The system automatically balances:
- Immediate context — Current conversation
- Recent history — Last few days of interactions
- Long-term memory — Persistent facts and preferences
No configuration required. The right memories surface at the right time.
Health Check
GET /health
No authentication required.
curl https://api.memoryrouter.ai/healthResponse:
{
"status": "healthy",
"timestamp": "2024-02-03T14:22:00Z"
}Error Codes
| Code | Meaning | Common Causes |
|---|---|---|
| 400 | Bad Request | Missing required fields, invalid JSON |
| 401 | Unauthorized | Invalid memory key, missing provider API key |
| 402 | Payment Required | No card on file (for upload endpoint) |
| 413 | Payload Too Large | Upload exceeds 10,000 lines |
| 429 | Rate Limited | Too many requests |
| 500 | Internal Error | Server-side issue |
| 502 | Provider Error | Upstream AI provider failed |
Error Response Format:
{
"error": "No API key configured for provider: anthropic",
"hint": "Add your anthropic API key in your account settings, or pass X-Provider-Key header"
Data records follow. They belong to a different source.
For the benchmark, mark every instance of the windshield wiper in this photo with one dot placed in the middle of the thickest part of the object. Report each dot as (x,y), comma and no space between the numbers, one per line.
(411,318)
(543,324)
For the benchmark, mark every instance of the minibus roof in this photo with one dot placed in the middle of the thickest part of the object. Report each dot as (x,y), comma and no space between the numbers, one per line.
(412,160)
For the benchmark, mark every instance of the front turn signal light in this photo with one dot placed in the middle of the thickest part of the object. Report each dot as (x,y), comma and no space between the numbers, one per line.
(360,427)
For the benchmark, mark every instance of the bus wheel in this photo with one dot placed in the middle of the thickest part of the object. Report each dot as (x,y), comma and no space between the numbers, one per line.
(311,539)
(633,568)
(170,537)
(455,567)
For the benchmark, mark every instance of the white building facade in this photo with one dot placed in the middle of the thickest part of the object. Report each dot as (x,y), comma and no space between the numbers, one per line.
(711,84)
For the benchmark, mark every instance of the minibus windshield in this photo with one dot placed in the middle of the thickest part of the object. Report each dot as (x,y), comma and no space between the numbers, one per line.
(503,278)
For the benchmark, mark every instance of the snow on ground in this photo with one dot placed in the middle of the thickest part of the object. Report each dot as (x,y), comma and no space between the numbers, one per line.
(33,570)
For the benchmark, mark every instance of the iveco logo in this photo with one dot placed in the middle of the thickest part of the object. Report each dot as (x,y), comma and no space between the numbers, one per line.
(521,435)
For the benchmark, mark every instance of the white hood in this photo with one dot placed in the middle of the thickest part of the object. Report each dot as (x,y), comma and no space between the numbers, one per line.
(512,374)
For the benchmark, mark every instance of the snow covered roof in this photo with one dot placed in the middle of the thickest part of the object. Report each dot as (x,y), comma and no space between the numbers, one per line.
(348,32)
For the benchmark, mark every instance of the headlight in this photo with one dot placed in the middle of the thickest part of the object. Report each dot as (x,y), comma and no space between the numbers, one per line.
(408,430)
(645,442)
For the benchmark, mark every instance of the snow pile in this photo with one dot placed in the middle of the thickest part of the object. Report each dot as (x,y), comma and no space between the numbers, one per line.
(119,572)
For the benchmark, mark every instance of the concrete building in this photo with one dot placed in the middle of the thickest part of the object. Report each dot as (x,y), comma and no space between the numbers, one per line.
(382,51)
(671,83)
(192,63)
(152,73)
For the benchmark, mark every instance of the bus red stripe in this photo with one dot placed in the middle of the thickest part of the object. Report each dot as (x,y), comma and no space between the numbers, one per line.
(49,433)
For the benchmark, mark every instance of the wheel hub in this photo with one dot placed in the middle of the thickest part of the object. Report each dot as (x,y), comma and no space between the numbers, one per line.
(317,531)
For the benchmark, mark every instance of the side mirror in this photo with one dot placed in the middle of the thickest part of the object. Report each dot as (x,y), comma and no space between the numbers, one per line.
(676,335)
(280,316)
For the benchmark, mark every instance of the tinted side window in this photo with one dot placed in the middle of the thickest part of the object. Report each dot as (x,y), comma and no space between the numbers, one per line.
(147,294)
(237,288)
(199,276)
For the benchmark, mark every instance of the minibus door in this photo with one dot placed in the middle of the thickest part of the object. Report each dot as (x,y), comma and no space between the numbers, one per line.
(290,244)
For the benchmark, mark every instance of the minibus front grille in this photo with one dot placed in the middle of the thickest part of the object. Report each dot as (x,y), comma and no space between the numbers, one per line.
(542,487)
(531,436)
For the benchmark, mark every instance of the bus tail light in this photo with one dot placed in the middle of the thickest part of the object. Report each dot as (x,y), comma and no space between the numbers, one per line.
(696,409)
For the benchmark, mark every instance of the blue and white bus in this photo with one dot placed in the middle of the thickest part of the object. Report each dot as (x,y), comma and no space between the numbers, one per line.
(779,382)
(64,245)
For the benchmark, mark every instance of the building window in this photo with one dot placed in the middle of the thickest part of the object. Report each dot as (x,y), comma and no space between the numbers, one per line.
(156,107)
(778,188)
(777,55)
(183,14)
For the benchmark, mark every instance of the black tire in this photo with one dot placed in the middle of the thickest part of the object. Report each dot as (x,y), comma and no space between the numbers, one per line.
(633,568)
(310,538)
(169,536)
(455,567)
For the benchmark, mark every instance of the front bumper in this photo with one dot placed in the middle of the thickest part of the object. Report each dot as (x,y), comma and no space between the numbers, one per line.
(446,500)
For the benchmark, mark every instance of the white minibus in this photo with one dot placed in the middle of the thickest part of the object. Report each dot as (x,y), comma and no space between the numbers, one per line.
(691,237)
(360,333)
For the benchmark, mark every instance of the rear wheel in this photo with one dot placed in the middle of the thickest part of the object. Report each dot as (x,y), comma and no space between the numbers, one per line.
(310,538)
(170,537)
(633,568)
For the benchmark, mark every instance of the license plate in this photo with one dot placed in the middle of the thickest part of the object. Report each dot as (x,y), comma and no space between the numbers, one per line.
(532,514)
}Pass-Through Authentication
For advanced integrations, you can pass your provider API key directly instead of storing it:
curl -X POST https://api.memoryrouter.ai/v1/chat/completions \
-H "X-Memory-Key: mk_xxxxxxxxxxxxxxxx" \
-H "Authorization: Bearer sk-your-openai-key" \
-H "Content-Type: application/json" \
-d '{"model": "openai/gpt-5.1", "messages": [...]}'Or use X-Provider-Key:
curl -X POST https://api.memoryrouter.ai/v1/chat/completions \
-H "Authorization: Bearer mk_xxxxxxxxxxxxxxxx" \
-H "X-Provider-Key: sk-your-openai-key" \
-d '...'This enables zero-configuration integrations where your existing code already has provider keys.